Hallmark Moment, a poem by Michael Ball at Spillwords.com
Annie Spratt

Hallmark Moment

Hallmark Moment

written by: Michael Ball



What had my grandmother lost?
First, three children…not stillborn
nor abandoned at the bus depot,
nor disowned after a shouting match.

Her children were not pushed from the nest.
Rather they fledged to jobs and marriage
and lives in distant deserts and hills.
Doing what their parents had shown them.

Now aged out of romance, her heart
was well clouded every day and night.
She outwalked all flirtations, the sport
that so defined her young, single self.

She was a real looker in the Great War,
gushing and blushing over vague plans.
She joined first and often with the handsome
lad she would marry, in passions of the pretty.

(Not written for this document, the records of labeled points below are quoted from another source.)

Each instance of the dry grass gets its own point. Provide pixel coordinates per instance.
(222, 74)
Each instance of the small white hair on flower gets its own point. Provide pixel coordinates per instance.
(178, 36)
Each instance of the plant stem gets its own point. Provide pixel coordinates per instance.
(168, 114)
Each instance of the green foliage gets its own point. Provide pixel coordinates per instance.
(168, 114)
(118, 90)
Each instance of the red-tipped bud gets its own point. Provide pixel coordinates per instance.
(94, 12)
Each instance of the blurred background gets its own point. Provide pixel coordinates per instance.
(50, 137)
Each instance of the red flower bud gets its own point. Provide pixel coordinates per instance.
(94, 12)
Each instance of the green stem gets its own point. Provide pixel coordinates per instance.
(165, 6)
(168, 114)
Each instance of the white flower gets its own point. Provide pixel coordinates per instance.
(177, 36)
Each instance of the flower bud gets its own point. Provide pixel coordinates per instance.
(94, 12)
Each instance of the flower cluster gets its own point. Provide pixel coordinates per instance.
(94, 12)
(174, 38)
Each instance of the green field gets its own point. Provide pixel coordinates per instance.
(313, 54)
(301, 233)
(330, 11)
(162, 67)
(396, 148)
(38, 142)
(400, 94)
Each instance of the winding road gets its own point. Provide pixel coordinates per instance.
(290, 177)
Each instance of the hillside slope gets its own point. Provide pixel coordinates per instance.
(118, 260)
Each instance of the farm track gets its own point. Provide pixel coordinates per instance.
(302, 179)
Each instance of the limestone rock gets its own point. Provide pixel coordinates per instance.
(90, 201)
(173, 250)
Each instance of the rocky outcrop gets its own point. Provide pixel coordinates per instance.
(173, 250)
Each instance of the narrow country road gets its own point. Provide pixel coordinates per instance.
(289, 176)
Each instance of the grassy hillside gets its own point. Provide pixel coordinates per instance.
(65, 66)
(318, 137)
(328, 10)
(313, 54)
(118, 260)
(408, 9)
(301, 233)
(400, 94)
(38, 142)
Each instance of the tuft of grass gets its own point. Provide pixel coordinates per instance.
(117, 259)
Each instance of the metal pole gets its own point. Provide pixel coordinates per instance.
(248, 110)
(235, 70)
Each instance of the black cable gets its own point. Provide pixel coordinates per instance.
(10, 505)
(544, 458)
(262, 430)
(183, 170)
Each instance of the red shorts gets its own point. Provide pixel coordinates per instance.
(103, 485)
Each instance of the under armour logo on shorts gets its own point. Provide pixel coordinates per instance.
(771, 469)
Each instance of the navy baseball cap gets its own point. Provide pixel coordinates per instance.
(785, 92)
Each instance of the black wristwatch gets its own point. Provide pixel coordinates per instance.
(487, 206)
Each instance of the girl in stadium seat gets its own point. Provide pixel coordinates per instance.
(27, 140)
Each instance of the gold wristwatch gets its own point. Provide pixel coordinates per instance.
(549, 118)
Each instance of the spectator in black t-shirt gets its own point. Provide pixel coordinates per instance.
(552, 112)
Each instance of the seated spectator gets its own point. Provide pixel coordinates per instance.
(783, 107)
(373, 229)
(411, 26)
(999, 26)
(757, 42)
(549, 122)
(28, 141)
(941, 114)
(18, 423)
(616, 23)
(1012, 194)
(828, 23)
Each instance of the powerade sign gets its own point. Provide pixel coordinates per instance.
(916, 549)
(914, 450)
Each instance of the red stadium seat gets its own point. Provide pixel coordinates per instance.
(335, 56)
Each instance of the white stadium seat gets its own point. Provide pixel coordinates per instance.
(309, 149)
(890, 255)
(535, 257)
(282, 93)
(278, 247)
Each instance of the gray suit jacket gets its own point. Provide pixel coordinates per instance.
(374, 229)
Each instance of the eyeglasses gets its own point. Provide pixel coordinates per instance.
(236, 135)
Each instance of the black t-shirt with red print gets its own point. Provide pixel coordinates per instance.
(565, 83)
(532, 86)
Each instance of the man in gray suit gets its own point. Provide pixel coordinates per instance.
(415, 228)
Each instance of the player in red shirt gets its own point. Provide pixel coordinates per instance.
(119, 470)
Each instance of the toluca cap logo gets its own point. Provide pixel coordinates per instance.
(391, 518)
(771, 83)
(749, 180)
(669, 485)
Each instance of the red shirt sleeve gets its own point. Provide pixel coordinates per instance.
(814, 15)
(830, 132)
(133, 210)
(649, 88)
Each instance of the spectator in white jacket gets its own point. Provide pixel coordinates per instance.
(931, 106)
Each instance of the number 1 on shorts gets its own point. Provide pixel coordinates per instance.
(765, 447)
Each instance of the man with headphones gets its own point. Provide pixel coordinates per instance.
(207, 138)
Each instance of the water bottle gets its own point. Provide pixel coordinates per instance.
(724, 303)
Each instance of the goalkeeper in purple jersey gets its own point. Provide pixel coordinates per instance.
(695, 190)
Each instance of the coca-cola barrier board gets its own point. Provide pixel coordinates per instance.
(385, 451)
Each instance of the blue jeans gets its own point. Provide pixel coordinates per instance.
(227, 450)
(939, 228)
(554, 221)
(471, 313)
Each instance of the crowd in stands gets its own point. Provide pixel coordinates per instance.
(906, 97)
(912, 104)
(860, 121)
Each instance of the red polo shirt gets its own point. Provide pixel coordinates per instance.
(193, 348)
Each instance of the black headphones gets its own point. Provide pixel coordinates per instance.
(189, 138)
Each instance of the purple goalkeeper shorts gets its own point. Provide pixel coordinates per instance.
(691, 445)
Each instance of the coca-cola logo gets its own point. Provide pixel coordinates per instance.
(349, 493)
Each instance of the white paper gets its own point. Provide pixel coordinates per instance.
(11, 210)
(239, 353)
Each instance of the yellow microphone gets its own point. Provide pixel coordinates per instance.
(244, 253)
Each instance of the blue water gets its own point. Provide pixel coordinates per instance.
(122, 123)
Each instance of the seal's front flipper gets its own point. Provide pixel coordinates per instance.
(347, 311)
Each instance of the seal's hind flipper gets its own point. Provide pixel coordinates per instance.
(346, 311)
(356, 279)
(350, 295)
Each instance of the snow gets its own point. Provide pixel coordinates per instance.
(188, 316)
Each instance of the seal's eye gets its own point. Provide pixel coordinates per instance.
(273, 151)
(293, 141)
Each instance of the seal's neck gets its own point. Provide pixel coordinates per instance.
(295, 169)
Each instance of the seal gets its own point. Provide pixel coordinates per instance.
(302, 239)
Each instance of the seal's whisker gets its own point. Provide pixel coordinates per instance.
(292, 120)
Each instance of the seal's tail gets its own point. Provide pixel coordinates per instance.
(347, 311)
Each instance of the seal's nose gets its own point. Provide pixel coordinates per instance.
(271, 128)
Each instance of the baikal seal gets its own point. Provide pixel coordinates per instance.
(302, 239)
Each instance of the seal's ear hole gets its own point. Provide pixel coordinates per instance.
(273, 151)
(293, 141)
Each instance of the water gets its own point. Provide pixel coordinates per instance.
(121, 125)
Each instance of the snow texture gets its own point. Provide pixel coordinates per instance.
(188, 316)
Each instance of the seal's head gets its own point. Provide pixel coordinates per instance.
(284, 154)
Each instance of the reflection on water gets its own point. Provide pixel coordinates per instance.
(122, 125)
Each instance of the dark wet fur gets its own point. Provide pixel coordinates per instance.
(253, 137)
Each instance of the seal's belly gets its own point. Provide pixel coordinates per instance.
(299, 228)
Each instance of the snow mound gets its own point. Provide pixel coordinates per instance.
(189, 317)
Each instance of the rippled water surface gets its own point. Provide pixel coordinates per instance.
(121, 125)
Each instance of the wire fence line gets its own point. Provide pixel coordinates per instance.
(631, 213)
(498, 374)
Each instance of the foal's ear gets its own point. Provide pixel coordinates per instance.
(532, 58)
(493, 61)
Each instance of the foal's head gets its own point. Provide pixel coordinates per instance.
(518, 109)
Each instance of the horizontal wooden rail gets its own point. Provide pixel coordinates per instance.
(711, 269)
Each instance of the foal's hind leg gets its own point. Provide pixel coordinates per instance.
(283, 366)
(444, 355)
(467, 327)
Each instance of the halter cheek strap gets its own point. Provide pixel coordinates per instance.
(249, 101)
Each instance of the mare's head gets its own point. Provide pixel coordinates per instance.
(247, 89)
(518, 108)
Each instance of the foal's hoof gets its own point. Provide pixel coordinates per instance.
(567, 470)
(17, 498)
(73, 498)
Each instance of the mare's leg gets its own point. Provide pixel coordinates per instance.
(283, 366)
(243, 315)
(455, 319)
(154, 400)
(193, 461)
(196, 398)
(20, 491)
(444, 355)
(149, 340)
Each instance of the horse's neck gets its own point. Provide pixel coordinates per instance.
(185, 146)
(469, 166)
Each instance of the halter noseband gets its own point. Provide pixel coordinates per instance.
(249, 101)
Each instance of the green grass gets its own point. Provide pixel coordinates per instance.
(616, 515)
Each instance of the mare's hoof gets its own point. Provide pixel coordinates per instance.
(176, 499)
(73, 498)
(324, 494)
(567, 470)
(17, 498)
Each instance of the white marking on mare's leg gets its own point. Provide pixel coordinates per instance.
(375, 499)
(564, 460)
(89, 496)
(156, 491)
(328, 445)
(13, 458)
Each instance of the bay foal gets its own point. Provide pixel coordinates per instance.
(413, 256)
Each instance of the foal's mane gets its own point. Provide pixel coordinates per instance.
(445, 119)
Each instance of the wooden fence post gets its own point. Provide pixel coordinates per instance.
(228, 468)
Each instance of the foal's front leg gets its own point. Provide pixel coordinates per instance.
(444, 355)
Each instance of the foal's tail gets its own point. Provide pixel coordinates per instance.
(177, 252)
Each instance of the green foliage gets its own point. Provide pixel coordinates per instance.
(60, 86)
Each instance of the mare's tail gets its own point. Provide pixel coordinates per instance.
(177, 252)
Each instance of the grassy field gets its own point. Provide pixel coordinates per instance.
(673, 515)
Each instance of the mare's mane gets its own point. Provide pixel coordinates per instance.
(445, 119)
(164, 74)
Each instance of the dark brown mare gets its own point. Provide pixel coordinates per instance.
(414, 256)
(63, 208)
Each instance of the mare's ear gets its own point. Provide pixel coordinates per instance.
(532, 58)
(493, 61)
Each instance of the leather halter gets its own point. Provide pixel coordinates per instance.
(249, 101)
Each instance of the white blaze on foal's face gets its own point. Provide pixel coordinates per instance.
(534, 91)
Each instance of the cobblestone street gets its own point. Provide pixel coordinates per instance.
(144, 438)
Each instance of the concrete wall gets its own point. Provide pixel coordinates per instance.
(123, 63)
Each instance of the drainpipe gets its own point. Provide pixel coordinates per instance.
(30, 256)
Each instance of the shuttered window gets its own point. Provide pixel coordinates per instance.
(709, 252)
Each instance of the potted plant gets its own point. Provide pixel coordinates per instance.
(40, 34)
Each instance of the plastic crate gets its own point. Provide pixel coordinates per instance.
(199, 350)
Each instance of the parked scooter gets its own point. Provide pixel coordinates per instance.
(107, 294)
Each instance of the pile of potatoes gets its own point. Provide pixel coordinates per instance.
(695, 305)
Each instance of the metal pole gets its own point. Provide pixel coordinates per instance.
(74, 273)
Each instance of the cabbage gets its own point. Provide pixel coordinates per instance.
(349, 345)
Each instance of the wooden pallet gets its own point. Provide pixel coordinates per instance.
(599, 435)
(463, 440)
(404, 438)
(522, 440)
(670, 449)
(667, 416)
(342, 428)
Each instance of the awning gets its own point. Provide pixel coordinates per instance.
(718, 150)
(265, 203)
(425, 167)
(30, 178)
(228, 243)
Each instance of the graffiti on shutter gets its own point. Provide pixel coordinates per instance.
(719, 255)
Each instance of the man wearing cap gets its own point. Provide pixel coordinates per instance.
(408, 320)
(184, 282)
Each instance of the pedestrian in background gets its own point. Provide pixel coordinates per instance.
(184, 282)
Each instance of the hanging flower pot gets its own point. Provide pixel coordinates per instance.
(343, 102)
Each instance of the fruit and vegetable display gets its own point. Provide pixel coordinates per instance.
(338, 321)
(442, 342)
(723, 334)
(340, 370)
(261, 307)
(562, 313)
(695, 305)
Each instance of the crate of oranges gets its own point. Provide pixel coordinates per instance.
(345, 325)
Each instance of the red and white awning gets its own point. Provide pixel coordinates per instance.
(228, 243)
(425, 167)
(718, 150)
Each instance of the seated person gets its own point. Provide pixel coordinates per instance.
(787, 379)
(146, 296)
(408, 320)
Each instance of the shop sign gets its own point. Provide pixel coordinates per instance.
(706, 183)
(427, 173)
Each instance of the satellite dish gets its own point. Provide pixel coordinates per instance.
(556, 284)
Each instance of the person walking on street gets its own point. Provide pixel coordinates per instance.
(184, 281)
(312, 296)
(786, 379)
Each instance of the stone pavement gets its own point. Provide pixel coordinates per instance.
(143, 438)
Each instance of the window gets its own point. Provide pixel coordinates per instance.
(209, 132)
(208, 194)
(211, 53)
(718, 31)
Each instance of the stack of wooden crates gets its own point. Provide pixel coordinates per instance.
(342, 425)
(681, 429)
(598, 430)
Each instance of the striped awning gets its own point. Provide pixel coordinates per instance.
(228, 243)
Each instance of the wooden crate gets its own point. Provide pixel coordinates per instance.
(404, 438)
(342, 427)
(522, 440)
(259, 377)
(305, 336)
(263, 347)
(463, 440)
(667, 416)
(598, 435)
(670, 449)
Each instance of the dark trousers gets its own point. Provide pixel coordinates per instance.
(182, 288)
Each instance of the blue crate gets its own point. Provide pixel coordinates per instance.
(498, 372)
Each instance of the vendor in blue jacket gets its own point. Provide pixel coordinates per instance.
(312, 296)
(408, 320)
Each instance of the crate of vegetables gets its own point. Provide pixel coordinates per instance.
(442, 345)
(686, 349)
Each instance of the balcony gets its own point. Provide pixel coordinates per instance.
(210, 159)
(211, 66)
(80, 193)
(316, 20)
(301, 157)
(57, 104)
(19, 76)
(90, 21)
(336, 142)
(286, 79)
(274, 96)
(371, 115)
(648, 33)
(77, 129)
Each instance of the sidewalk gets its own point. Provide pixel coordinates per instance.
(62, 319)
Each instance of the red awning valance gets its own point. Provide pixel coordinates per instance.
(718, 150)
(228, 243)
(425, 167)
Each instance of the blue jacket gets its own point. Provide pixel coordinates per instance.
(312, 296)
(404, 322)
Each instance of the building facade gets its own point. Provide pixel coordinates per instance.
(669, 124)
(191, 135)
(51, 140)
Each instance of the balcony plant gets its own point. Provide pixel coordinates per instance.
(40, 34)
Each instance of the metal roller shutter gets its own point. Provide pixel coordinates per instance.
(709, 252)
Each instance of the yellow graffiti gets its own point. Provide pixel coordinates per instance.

Three children beyond plans and fantasies,
she spread the day’s mail on the rubbed maple
that was her desk as well as dining table.
One large pastel envelope had no postage.

She was long past quotidian romances
but her husband of many decades was not.
He’d slipped her a saccharine mother’s-day
card, with embossed flowers and doggerel.

Without a tear or even a smile, she read
the sappy rhymes, then hastily shoved
the card into its sheath, ripping the flowers.
She set it aside, saying only, “The old fool.”